Wednesday, April 24, 2024

MIT’s Oystamaran robot could advance the aquaculture industry

MIT students and researchers are working directly with local oyster farmers in advancing the aquaculture industry by seeking solutions to some of its biggest challenges. Currently, heavy oyster bags have to be manually flipped every one to two weeks to reduce biofouling.

To make this job easier, the MIT students are developing a robot that can flip heavy, floating bags of oysters, helping the shellfish to grow and stay healthy. The “Oystamaran” is a catamaran with a flipping mechanism between its two hulls.

The MIT project began when Dan Ward, a seasoned oyster farmer and marine biologist – who owns the Ward Aquafarms oyster-farming company in Cape Cod – told Prof. Michael Triantafyllou that how each of his thousands of floating mesh oyster bags needs to be turned over about 11 times a year. The flipping allows algae, barnacles, and other “biofouling” organisms that grow on the part of the bag beneath the water’s surface to be exposed to air and light, so they can dry and chip off. If this task is not performed, water flow to the oysters, which is necessary for their growth, is blocked.

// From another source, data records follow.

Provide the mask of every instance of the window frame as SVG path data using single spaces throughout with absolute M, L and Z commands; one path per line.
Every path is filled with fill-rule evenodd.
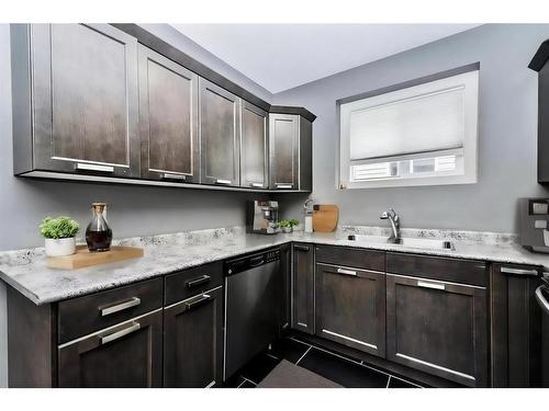
M 337 187 L 346 189 L 378 189 L 399 186 L 451 185 L 474 184 L 478 182 L 478 118 L 479 118 L 479 81 L 480 66 L 466 66 L 467 70 L 456 73 L 450 70 L 445 73 L 429 76 L 415 81 L 385 88 L 379 92 L 366 93 L 356 98 L 337 101 L 339 113 L 339 175 Z M 446 75 L 446 76 L 445 76 Z M 437 90 L 446 90 L 464 85 L 464 138 L 463 138 L 463 174 L 376 179 L 370 181 L 351 181 L 350 160 L 350 113 L 371 106 L 406 100 Z M 430 153 L 436 153 L 432 151 Z M 395 156 L 393 158 L 397 158 Z M 403 156 L 405 157 L 405 156 Z M 382 160 L 382 159 L 380 159 Z M 380 161 L 382 162 L 382 161 Z

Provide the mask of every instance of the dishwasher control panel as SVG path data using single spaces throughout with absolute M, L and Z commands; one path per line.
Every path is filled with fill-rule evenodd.
M 243 271 L 259 267 L 265 264 L 274 263 L 280 260 L 280 249 L 269 249 L 264 252 L 240 256 L 238 259 L 229 260 L 224 264 L 224 274 L 234 275 Z

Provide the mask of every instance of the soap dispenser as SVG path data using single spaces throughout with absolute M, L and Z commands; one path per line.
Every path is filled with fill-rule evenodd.
M 303 205 L 305 214 L 305 232 L 313 232 L 313 198 L 309 198 Z

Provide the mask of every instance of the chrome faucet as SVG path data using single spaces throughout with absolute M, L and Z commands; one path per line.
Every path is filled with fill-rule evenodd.
M 381 216 L 379 217 L 382 220 L 389 220 L 391 222 L 391 228 L 393 232 L 389 237 L 388 241 L 392 242 L 394 244 L 397 244 L 401 242 L 401 219 L 399 218 L 399 215 L 392 208 L 389 209 L 389 212 L 383 212 Z

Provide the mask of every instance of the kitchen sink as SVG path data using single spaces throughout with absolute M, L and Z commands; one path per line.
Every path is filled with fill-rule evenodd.
M 371 243 L 371 244 L 386 244 L 389 239 L 383 236 L 365 236 L 365 235 L 350 235 L 347 237 L 348 240 Z M 414 249 L 423 250 L 453 250 L 453 244 L 451 241 L 427 239 L 427 238 L 401 238 L 401 241 L 395 246 L 408 247 Z

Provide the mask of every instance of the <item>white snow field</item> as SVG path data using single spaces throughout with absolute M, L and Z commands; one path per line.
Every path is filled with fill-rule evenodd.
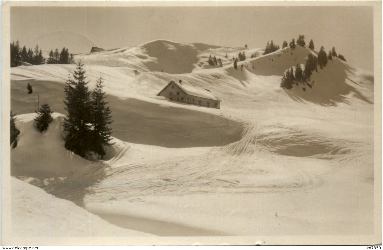
M 224 57 L 243 51 L 248 59 L 236 70 Z M 280 87 L 284 72 L 304 66 L 308 53 L 317 52 L 297 46 L 250 58 L 256 51 L 262 54 L 156 40 L 77 55 L 90 88 L 104 79 L 114 120 L 116 143 L 97 162 L 64 146 L 64 87 L 75 65 L 12 68 L 11 106 L 21 132 L 11 151 L 12 175 L 58 203 L 76 207 L 64 200 L 73 202 L 88 211 L 77 208 L 79 216 L 99 216 L 119 233 L 246 236 L 254 243 L 272 236 L 345 235 L 351 236 L 347 244 L 362 243 L 358 235 L 373 233 L 373 75 L 334 58 L 313 72 L 312 88 L 285 90 Z M 207 64 L 211 54 L 223 59 L 223 68 Z M 156 96 L 180 80 L 210 90 L 222 100 L 221 109 Z M 30 114 L 38 93 L 40 103 L 57 112 L 43 134 Z M 32 196 L 41 208 L 30 215 L 46 215 L 47 195 L 17 180 L 12 185 L 13 206 Z M 65 206 L 48 217 L 64 214 Z M 18 230 L 30 216 L 25 210 L 12 214 L 14 233 L 45 236 L 43 229 Z M 42 220 L 42 228 L 55 228 L 53 221 Z M 65 230 L 72 225 L 62 236 L 73 233 Z M 108 236 L 107 225 L 78 230 Z

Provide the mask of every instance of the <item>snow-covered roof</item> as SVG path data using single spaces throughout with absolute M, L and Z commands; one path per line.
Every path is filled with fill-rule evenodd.
M 194 96 L 196 96 L 197 97 L 201 97 L 204 98 L 206 98 L 206 99 L 210 99 L 211 100 L 221 101 L 219 98 L 214 96 L 211 92 L 210 92 L 210 90 L 208 89 L 203 89 L 200 87 L 198 87 L 195 85 L 180 83 L 177 83 L 172 81 L 169 83 L 169 84 L 170 84 L 172 83 L 178 86 L 180 89 L 183 91 L 185 93 L 188 95 Z M 169 84 L 167 85 L 166 87 L 167 87 Z M 165 89 L 166 88 L 166 87 L 165 87 L 164 88 L 164 89 Z M 163 89 L 162 90 L 163 90 L 164 89 Z M 160 93 L 161 93 L 162 90 L 161 90 L 161 91 L 160 92 Z M 158 93 L 158 95 L 159 95 L 160 93 Z

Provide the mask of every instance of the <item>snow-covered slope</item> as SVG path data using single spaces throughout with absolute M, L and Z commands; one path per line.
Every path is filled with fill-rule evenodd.
M 23 242 L 36 237 L 40 245 L 49 245 L 60 237 L 67 239 L 65 245 L 72 245 L 68 237 L 151 236 L 117 227 L 72 202 L 15 178 L 11 177 L 11 185 L 12 236 Z M 11 239 L 3 240 L 5 245 L 11 243 Z
M 88 172 L 90 182 L 86 175 L 75 182 L 67 177 L 47 185 L 46 175 L 28 181 L 119 227 L 157 235 L 370 233 L 367 225 L 373 206 L 362 204 L 373 202 L 372 75 L 334 58 L 313 72 L 312 88 L 284 90 L 280 87 L 283 73 L 316 53 L 300 46 L 255 58 L 247 52 L 260 50 L 247 50 L 247 59 L 237 70 L 229 62 L 223 68 L 206 64 L 211 54 L 223 59 L 226 53 L 230 58 L 243 50 L 156 41 L 79 55 L 90 88 L 100 76 L 105 79 L 118 143 L 100 162 L 108 167 Z M 172 64 L 167 57 L 180 52 L 188 58 Z M 174 73 L 159 69 L 171 66 Z M 55 112 L 64 113 L 64 83 L 74 69 L 12 68 L 13 111 L 33 112 L 39 93 Z M 221 109 L 155 96 L 180 80 L 209 89 L 222 100 Z M 27 83 L 33 88 L 31 95 Z M 33 138 L 46 143 L 31 123 L 21 122 L 22 115 L 16 116 L 16 126 L 28 132 L 20 134 L 20 143 Z M 52 129 L 58 136 L 58 125 Z M 77 161 L 74 156 L 74 166 L 82 164 Z M 41 161 L 34 167 L 46 169 L 49 164 Z M 18 162 L 24 164 L 19 167 L 26 162 Z M 82 185 L 85 177 L 87 184 Z

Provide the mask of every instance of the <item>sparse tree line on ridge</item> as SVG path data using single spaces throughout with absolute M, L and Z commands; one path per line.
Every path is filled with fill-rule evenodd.
M 16 67 L 22 65 L 23 62 L 32 65 L 49 64 L 75 64 L 73 54 L 69 54 L 68 48 L 64 47 L 61 52 L 56 48 L 54 52 L 51 50 L 49 57 L 46 58 L 43 55 L 41 48 L 36 45 L 34 49 L 28 48 L 25 45 L 21 48 L 18 40 L 16 42 L 11 44 L 11 67 Z
M 86 81 L 86 71 L 83 65 L 79 61 L 72 77 L 69 77 L 64 88 L 65 109 L 68 115 L 65 119 L 64 130 L 67 135 L 64 139 L 65 148 L 88 159 L 97 157 L 103 159 L 106 154 L 105 147 L 110 143 L 111 129 L 109 127 L 113 121 L 111 111 L 105 101 L 108 97 L 103 91 L 103 83 L 100 77 L 91 92 Z M 33 93 L 32 86 L 27 85 L 28 94 Z M 46 130 L 53 121 L 53 111 L 49 105 L 44 103 L 37 107 L 35 125 L 40 132 Z M 15 114 L 11 112 L 11 145 L 12 148 L 17 145 L 17 136 L 20 133 L 15 125 Z
M 285 42 L 286 41 L 285 41 L 283 42 L 284 45 L 286 43 Z M 294 42 L 293 39 L 290 42 L 290 47 L 291 44 L 294 44 Z M 304 42 L 304 35 L 299 35 L 297 40 L 297 44 L 300 46 L 305 45 L 306 42 Z M 295 48 L 295 46 L 293 47 Z M 311 39 L 309 44 L 309 48 L 314 50 L 314 42 L 313 39 Z M 292 47 L 292 49 L 293 48 Z M 310 81 L 313 71 L 315 70 L 316 72 L 318 72 L 318 65 L 321 69 L 325 67 L 327 65 L 328 60 L 332 60 L 332 57 L 337 57 L 345 62 L 346 61 L 344 57 L 340 54 L 337 55 L 335 47 L 332 47 L 332 49 L 329 52 L 328 55 L 322 46 L 321 47 L 318 57 L 311 53 L 309 53 L 306 59 L 304 70 L 302 70 L 301 65 L 300 64 L 297 64 L 295 70 L 293 67 L 291 67 L 283 75 L 281 82 L 281 87 L 286 89 L 290 89 L 292 88 L 294 83 L 296 85 L 298 86 L 299 83 L 303 83 L 304 85 L 307 84 L 309 88 L 312 88 L 312 85 L 309 83 L 308 82 Z M 304 91 L 306 91 L 305 88 L 304 87 L 302 89 Z

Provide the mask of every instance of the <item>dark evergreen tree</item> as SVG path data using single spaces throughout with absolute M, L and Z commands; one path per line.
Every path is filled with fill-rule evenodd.
M 338 55 L 338 58 L 339 59 L 343 60 L 345 62 L 346 61 L 346 58 L 344 58 L 342 55 L 341 55 L 340 54 Z
M 36 127 L 40 132 L 47 130 L 49 124 L 53 120 L 51 115 L 53 112 L 51 107 L 46 103 L 41 105 L 39 109 L 37 117 L 34 119 L 34 121 L 36 123 Z
M 294 38 L 293 38 L 293 40 L 290 42 L 290 46 L 293 49 L 295 48 L 295 40 L 294 39 Z
M 296 40 L 296 44 L 300 46 L 304 47 L 306 45 L 304 42 L 304 35 L 300 35 Z
M 21 65 L 21 50 L 20 44 L 18 39 L 15 44 L 13 42 L 11 44 L 11 67 L 16 67 Z
M 28 63 L 30 63 L 31 64 L 33 64 L 34 58 L 34 56 L 33 55 L 33 51 L 30 48 L 28 48 L 28 52 L 27 52 L 27 54 L 28 55 L 28 59 L 27 59 L 26 62 Z
M 70 64 L 76 64 L 76 61 L 74 60 L 74 57 L 73 57 L 73 54 L 70 54 L 70 58 L 69 59 L 69 63 Z
M 92 101 L 93 130 L 92 130 L 92 151 L 101 156 L 103 159 L 106 154 L 104 147 L 111 146 L 109 142 L 112 139 L 110 135 L 112 130 L 108 125 L 112 124 L 111 111 L 107 107 L 108 102 L 105 99 L 108 97 L 102 91 L 103 86 L 102 78 L 97 80 L 96 87 L 92 92 Z
M 55 63 L 54 55 L 53 54 L 53 50 L 51 50 L 51 52 L 49 52 L 49 57 L 47 60 L 47 63 L 48 64 L 54 64 Z
M 16 128 L 15 125 L 15 114 L 13 114 L 11 110 L 10 120 L 10 137 L 11 146 L 12 148 L 15 148 L 17 146 L 17 136 L 20 133 L 20 130 Z
M 67 112 L 64 122 L 64 130 L 67 135 L 64 139 L 65 148 L 82 157 L 86 157 L 92 151 L 92 105 L 89 81 L 85 80 L 86 71 L 81 61 L 77 64 L 74 79 L 68 78 L 65 87 L 65 109 Z
M 67 64 L 69 56 L 68 55 L 68 50 L 64 47 L 61 50 L 61 52 L 60 53 L 60 59 L 59 63 L 60 64 Z
M 28 52 L 26 51 L 26 48 L 24 46 L 21 50 L 21 62 L 26 62 L 28 59 Z
M 283 75 L 281 82 L 281 87 L 286 89 L 291 89 L 293 88 L 294 80 L 294 74 L 291 75 L 291 71 L 287 70 L 286 74 Z
M 11 63 L 11 67 L 14 67 L 14 61 L 15 58 L 15 42 L 13 41 L 12 43 L 10 44 L 11 45 L 11 56 L 10 56 L 10 63 Z
M 36 44 L 36 47 L 34 47 L 34 52 L 33 53 L 33 64 L 34 65 L 38 65 L 40 64 L 40 63 L 41 62 L 41 60 L 39 56 L 39 45 Z
M 313 50 L 314 50 L 314 42 L 313 41 L 313 39 L 311 39 L 310 40 L 310 43 L 309 44 L 309 49 Z
M 246 56 L 245 55 L 245 52 L 244 51 L 243 53 L 239 52 L 238 54 L 238 58 L 239 58 L 239 61 L 244 61 L 246 60 Z
M 28 94 L 32 94 L 33 92 L 33 90 L 32 89 L 32 86 L 29 83 L 26 86 L 26 89 L 28 90 Z
M 331 55 L 333 57 L 336 57 L 337 56 L 336 54 L 336 52 L 335 51 L 335 47 L 332 47 L 332 49 L 331 50 Z
M 54 63 L 55 64 L 59 63 L 60 62 L 60 54 L 59 53 L 59 50 L 57 49 L 57 48 L 56 48 L 56 49 L 54 51 L 53 56 L 54 57 Z
M 326 67 L 327 64 L 327 54 L 323 46 L 321 47 L 321 50 L 318 53 L 318 64 L 321 69 Z
M 214 66 L 214 60 L 213 59 L 213 58 L 211 57 L 211 55 L 209 57 L 209 59 L 208 59 L 208 63 L 212 66 Z
M 327 58 L 330 61 L 331 61 L 331 60 L 332 60 L 332 55 L 331 55 L 331 50 L 329 50 L 329 54 L 327 56 Z
M 285 40 L 283 41 L 283 43 L 282 44 L 282 48 L 284 49 L 285 48 L 287 47 L 288 45 L 288 44 L 287 44 L 287 41 Z
M 303 80 L 303 71 L 299 63 L 296 65 L 295 67 L 295 80 L 297 82 L 301 82 Z
M 267 55 L 269 53 L 270 53 L 270 44 L 268 43 L 268 41 L 267 41 L 267 43 L 266 45 L 266 49 L 265 49 L 265 52 L 264 53 L 264 55 Z

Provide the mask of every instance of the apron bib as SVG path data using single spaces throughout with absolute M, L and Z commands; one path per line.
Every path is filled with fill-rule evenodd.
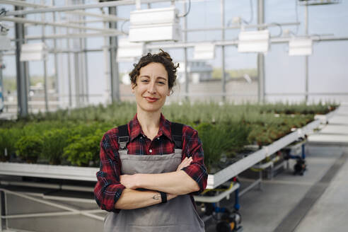
M 120 151 L 122 173 L 164 173 L 173 172 L 181 163 L 182 150 L 170 155 L 129 155 Z M 104 232 L 204 232 L 204 224 L 190 195 L 179 195 L 164 204 L 144 208 L 108 212 Z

 The “Oystamaran” robot uses a vision system to position and flip the bags.
The “Oystamaran” robot uses a vision system to position and flip the bags. Credit: Lauren Futami, MIT MechE

The bags are flipped by a farmworker in a kayak, and the task is monotonous, often performed in rough water and bad weather, and ergonomically injurious. “It’s kind of awful, generally speaking,” says Ward adding that he pays about $3,500 per year to have the bags turned over at each of his two farm sites – and struggles to find workers who want to do the job of flipping bags that can grow to a weight of 60 or 70 pounds just before the oysters are harvested.

Seeking a less labor-intensive alternative, the MIT team created the Oystamaran electric catamaran. The device starts by straddling a bag between its pontoons and then uses a hooked robotic arm to reach down and grasp the float on one side of the bag. After that, it pulls that arm back up and to the other side, lifting and flipping the bag in the process. The Oystamaran robot uses a vision system to position and flip the bags.

Michelle Kornberg, who had constructed the original central flipping mechanism and the basic structure of the vessel as a staff member at MIT Sea Grant after graduating in May 2020, worked as a lab instructor for the next capstone class related to the project in spring 2021. Andrew Bennett, an education administrator at MIT Sea Grant, co-taught that class, in which students designed an Oystamaran version 2.0, which was tested at Ward Aquafarms and managed to flip several rows of bags while being controlled remotely.

The next steps will involve making the vessel more autonomous, so it can be launched, navigate autonomously to the oyster bags, flip them, and return to the launching point. A third capstone class related to the project will take place this spring.

Prof. Triantafyllou calls the Oystamaran “a first for the industry,” explaining that the project has demonstrated that robots can perform extremely useful tasks in the ocean and will serve as a model for future innovations in aquaculture. “Just by showing the way, this may be the first of a number of robots,” he says. “It will attract talent to ocean farming, which is a great challenge, and also a benefit for society to have a reliable means of producing food from the ocean.”